Larry Fultz has invented two machines to solve a future problem. A large share of the nation’s skilled machinists are approaching retirement, and high schools stopped teaching machining skills years ago, he said. But consumers and companies still need unique parts to run equipment and build products. So the owner of Cutting Edge Industrial Technologies in Lafayette built prototypes of a tabletop CNC milling machine and a tabletop lathe that can be used to train novices.

“It’s the factory machine scaled down to fit on a tool cart,” Fultz said. “It runs on 120 volts, so it’s mobile and you can just plug it in and it’s ready to go. It can cut steel, aluminum, titanium. Anything that can go through a large milling machine.”

His goal is to build 10 more machines and start shopping them around to area schools by summer. He’s also developing curriculum manuals for teachers and students based on courses created by the National Institute for Metal Working Skills. Fultz is onto something, Purdue University associate professor of engineering technology Shirl Donaldson said. Prior to earning her doctorate degree, Donaldson ran a machining business in Lafayette with her late husband, Claude.

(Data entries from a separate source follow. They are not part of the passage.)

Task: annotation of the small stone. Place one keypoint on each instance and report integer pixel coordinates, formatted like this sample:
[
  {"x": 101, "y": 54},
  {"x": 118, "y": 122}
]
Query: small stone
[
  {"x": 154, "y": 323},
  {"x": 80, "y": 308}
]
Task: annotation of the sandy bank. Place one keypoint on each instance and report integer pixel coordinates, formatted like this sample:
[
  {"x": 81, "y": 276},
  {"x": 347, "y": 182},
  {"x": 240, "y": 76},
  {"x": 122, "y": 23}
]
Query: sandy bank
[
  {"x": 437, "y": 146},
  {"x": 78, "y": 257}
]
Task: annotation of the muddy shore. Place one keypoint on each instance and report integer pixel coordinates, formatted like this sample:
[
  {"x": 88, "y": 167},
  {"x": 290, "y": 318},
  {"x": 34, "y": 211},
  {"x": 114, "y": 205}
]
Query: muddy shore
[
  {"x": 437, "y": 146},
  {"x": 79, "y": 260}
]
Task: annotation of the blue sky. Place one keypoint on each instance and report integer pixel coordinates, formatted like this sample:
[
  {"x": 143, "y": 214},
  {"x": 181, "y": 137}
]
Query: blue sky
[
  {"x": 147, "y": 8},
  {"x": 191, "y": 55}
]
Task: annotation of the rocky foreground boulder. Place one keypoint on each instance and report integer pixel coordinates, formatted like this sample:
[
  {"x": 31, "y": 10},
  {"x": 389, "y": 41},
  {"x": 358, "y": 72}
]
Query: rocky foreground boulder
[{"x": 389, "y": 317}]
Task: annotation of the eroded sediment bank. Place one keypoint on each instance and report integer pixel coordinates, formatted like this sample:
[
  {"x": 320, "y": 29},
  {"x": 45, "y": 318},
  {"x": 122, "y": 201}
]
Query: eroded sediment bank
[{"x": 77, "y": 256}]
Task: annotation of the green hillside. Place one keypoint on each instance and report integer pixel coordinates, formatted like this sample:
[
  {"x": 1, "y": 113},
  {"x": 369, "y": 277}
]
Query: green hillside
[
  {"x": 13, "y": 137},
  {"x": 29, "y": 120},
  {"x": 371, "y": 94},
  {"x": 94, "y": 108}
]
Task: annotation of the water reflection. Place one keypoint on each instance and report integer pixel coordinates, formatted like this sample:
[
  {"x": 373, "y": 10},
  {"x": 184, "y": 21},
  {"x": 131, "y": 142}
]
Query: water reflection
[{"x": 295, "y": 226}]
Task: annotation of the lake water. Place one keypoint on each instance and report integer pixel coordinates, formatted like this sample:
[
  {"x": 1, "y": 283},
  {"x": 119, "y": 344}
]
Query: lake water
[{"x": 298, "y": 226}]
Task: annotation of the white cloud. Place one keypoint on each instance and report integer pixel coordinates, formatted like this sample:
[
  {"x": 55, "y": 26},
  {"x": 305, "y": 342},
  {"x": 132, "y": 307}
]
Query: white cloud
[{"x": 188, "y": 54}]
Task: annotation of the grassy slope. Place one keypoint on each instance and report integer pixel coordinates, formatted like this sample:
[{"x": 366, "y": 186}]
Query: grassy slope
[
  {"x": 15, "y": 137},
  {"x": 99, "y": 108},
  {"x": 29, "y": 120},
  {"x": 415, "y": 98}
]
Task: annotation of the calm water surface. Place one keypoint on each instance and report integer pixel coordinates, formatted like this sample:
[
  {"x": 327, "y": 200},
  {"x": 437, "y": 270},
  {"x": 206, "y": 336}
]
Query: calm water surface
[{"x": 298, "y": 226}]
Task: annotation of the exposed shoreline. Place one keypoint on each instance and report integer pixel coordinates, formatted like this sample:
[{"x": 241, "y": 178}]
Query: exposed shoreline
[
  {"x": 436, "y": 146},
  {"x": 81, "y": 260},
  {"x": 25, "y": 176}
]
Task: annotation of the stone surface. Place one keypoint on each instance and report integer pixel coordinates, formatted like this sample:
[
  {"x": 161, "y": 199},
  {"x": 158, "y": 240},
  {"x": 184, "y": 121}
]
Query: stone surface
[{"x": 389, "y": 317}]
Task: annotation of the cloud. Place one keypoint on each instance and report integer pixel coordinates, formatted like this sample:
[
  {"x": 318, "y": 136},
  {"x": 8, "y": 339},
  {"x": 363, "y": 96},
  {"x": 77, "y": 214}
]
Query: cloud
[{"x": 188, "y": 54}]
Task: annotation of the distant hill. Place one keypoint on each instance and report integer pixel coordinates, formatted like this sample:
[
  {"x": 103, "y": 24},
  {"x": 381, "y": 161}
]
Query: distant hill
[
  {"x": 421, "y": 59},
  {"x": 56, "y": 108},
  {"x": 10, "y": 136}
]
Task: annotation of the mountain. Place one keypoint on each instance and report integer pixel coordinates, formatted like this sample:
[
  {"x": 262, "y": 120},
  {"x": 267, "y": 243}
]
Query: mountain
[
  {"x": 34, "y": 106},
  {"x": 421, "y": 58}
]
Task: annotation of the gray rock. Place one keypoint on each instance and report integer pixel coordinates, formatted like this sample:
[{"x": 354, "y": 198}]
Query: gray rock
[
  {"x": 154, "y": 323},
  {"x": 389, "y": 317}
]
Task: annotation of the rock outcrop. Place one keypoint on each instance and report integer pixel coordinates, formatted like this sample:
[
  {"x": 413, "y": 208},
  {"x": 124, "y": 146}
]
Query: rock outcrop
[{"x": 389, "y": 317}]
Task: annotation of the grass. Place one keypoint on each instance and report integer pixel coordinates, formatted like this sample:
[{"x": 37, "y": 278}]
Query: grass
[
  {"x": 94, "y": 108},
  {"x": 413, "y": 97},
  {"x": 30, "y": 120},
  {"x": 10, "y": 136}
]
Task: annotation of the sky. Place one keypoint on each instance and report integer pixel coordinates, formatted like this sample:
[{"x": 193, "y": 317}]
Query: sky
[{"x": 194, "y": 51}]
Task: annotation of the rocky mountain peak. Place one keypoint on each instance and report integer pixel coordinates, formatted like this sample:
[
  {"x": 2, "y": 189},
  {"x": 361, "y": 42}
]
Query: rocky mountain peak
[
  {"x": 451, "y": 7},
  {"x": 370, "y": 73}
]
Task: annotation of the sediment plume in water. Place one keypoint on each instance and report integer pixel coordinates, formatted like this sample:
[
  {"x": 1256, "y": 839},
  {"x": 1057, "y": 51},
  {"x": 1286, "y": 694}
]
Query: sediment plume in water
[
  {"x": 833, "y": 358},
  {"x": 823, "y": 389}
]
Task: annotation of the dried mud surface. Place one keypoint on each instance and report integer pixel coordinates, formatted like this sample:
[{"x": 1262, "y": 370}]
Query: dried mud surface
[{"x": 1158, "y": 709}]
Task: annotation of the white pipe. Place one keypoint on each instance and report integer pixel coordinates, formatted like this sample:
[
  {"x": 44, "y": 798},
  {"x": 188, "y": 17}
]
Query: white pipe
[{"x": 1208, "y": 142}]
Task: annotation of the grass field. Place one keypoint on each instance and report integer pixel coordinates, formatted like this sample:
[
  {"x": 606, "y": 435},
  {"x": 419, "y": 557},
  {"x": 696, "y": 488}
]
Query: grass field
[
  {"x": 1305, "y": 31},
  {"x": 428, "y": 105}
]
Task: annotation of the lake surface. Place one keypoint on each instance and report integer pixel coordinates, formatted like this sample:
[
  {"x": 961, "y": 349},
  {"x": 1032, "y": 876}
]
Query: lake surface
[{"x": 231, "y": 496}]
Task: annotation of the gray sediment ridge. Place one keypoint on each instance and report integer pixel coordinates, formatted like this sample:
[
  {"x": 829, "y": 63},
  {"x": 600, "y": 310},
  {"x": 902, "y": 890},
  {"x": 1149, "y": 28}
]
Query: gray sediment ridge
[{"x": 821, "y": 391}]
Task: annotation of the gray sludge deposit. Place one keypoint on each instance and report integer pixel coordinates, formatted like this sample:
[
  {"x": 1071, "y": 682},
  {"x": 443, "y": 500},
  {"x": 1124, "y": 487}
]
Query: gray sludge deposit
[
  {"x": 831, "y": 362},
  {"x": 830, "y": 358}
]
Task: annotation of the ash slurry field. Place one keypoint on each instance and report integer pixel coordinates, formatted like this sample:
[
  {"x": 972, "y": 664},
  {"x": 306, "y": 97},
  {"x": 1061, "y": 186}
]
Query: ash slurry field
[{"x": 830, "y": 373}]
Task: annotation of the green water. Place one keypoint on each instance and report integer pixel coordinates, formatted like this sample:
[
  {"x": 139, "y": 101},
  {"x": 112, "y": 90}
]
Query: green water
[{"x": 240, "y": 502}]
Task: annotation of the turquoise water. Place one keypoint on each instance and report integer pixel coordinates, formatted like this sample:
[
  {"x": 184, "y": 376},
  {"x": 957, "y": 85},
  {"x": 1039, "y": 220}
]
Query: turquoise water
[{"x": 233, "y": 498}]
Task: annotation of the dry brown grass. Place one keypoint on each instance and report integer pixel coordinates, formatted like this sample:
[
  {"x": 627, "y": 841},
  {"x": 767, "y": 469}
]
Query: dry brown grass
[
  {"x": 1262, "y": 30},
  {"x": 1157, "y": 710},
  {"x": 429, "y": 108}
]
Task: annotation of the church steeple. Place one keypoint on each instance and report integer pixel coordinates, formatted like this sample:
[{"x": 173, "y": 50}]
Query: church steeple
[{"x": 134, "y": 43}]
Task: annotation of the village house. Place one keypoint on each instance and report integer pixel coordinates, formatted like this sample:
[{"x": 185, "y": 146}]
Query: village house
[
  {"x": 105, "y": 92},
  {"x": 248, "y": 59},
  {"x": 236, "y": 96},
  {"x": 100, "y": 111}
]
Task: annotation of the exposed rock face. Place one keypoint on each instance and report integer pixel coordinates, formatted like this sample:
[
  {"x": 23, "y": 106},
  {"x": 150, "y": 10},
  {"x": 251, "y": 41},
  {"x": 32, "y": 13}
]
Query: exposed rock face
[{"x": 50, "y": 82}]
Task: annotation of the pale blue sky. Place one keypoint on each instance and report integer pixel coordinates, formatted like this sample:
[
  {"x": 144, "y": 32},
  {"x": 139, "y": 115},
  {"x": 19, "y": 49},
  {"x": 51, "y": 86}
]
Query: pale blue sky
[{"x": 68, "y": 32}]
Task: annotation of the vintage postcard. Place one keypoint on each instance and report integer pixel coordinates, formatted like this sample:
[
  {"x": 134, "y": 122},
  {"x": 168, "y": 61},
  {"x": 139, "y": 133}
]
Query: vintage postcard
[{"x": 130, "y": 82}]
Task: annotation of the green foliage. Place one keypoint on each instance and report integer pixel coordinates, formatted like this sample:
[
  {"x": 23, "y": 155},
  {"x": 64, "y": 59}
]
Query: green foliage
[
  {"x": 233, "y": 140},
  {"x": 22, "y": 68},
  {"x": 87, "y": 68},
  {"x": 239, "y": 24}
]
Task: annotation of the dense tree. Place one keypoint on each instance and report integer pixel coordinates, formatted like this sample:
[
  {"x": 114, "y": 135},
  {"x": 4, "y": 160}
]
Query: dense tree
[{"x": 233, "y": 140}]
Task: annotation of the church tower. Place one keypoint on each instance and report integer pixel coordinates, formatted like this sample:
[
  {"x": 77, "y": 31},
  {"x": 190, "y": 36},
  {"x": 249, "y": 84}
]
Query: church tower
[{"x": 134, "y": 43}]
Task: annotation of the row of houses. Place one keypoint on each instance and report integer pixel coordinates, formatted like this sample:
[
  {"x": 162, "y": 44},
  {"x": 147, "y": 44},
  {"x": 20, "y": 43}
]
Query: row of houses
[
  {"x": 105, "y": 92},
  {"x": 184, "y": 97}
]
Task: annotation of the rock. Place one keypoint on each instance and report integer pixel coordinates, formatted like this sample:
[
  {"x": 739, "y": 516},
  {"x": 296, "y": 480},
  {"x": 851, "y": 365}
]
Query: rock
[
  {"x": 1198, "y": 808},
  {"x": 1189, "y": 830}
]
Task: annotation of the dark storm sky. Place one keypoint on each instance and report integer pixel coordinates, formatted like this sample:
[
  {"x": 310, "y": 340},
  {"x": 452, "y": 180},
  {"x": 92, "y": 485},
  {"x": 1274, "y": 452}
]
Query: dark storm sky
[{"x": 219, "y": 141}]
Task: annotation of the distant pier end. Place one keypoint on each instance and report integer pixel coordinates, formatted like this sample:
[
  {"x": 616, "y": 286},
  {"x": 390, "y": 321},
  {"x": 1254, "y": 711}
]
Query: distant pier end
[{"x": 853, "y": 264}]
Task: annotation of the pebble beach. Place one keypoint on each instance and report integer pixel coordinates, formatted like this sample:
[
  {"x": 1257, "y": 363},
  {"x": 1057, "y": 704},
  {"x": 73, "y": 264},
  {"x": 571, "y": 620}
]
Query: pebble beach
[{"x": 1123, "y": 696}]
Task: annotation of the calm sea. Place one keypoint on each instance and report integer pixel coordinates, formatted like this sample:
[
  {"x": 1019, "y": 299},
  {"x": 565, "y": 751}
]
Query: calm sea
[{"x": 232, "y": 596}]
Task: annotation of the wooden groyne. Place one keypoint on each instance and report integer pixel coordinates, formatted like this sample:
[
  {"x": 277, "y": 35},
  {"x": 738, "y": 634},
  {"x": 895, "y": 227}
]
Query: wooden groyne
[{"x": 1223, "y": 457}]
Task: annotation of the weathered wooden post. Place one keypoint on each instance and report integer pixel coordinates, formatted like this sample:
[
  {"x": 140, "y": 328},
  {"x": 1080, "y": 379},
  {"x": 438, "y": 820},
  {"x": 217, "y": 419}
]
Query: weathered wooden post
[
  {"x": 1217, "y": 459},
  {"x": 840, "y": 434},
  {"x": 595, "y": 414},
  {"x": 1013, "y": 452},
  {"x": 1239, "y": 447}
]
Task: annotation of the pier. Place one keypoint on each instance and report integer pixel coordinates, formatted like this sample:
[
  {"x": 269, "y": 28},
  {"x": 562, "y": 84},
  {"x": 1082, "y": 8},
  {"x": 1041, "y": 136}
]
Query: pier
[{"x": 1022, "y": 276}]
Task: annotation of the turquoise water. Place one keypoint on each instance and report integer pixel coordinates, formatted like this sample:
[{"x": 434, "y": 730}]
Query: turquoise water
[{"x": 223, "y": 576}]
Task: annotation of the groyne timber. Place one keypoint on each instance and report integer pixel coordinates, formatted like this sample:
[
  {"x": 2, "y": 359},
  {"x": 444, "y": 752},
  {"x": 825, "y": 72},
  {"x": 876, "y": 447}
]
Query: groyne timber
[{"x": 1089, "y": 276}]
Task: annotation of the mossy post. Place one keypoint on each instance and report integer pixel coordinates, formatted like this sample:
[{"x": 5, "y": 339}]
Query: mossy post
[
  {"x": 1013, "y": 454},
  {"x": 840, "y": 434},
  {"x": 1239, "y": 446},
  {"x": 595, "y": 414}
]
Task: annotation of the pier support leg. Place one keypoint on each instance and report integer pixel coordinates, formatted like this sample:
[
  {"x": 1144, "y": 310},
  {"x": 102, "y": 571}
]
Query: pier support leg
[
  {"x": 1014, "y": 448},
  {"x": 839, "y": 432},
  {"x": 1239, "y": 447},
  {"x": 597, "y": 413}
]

Large-scale machine training has a very expensive learning curve if a worker puts a piece of metal in the wrong way, she said.

“We had a guy put a part in backward, and it wrecked the machine,” she said. “It cost $30,000 to replace major parts, and we lost production time. If they make a mistake on Larry’s equipment, it’s a quick and affordable repair.”

The portable machines could make a big difference at Warren County Learning Center in Williamsport, director Lisa Cruea said.

“It would be cost-prohibitive for us to set up CNC training machines,” she said. But having access to portable equipment would help, she added.

Fultz said he’s invested about $40,000 in the equipment plus $60,000 in tools and labor. He’s looking for investors, but said he’ll make more prototypes no matter what. He’s already offered to provide prototypes to MatchBOX Coworking Studio in Lafayette.

“It’s my way of giving back to the next generation of people who are coming up,” he said. “Fortunately, I have a shop where I can just come in and make something.”